With a 21-cannon salute, Pope Francis was welcomed to Papua New Guinea Sept. 6, the second stop on his four-nation visit to Asia and the Pacific.
After flying five and a half hours from Jakarta, Indonesia, the 87-year-old pope landed at Jacksons International Airport in Port Moresby and was greeted with flowers from children wearing traditional dress.
John Rosso, Papua New Guinea’s deputy prime minister, led the official welcome ceremony, which featured the cannon salute, a review of the honor guard, the playing of the Vatican and Papua New Guinean national anthems and the presentation of their respective delegations.
Although the pope landed an hour after sunset, the roads from the airport were lined with thousands of people hoping to see him. Many held long-handled, battery-powered candles.
Unlike Indonesia, where Christians are a small minority, in Papua New Guinea an estimated 98% of the population is Christian. According to Vatican statistics, Catholics represent about 31% of the nation’s 8.2 million people.
With Pope Francis the Pacific-island nation was hosting its third papal visit; St. John Paul II visited in 1984 and again in 1995.
Papua New Guinea is known as a land of hundreds of ethnic groups living in remote areas and speaking their own languages; it is rich in natural resources, including gold, copper and natural gas, but one-third of the population lives below the poverty line.

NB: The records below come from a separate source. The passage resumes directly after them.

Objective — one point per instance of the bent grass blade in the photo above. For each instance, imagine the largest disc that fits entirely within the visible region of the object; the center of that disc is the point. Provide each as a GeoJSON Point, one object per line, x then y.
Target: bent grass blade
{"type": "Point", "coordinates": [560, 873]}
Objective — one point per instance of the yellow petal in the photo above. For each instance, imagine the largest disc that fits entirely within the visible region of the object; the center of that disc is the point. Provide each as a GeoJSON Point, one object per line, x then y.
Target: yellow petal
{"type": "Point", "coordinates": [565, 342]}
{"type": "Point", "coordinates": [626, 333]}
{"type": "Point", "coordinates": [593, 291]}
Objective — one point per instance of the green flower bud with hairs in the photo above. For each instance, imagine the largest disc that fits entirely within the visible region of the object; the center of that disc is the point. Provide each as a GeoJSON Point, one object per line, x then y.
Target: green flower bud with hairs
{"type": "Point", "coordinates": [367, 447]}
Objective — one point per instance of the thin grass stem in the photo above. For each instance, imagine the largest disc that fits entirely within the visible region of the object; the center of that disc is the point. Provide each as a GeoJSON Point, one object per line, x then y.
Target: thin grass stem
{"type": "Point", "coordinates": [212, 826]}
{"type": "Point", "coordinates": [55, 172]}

The nation, and particularly Port Moresby, has been plagued by crime and gang violence for decades. In January, riots broke out over a cut in the salaries of public workers.
Pope Francis’ itinerary for his trip Sept. 2-13 focused only on the capitals of Indonesia, Timor-Leste and Singapore. But in Papua New Guinea, the pope wants to visit a community of missionaries from Argentina ministering in and around the town of Vanimo in the northwest, so that was added to the schedule.
The trip to the outpost will give Pope Francis an opportunity to pay tribute to the generations of foreign missionaries who have and continue to share the Gospel with the people of Papua New Guinea through their preaching and religious education, but also through their schools, orphanages, hospitals and work for justice and the safeguarding of creation.
Papua New Guinea illustrates the connection Pope Francis often highlights between “the cry of the poor and the cry of the Earth,” a situation where minerals are extracted, forests denuded and energy supplies sold off to the financial benefit of only a handful of people, leaving the poor with a scarred and barren landscape.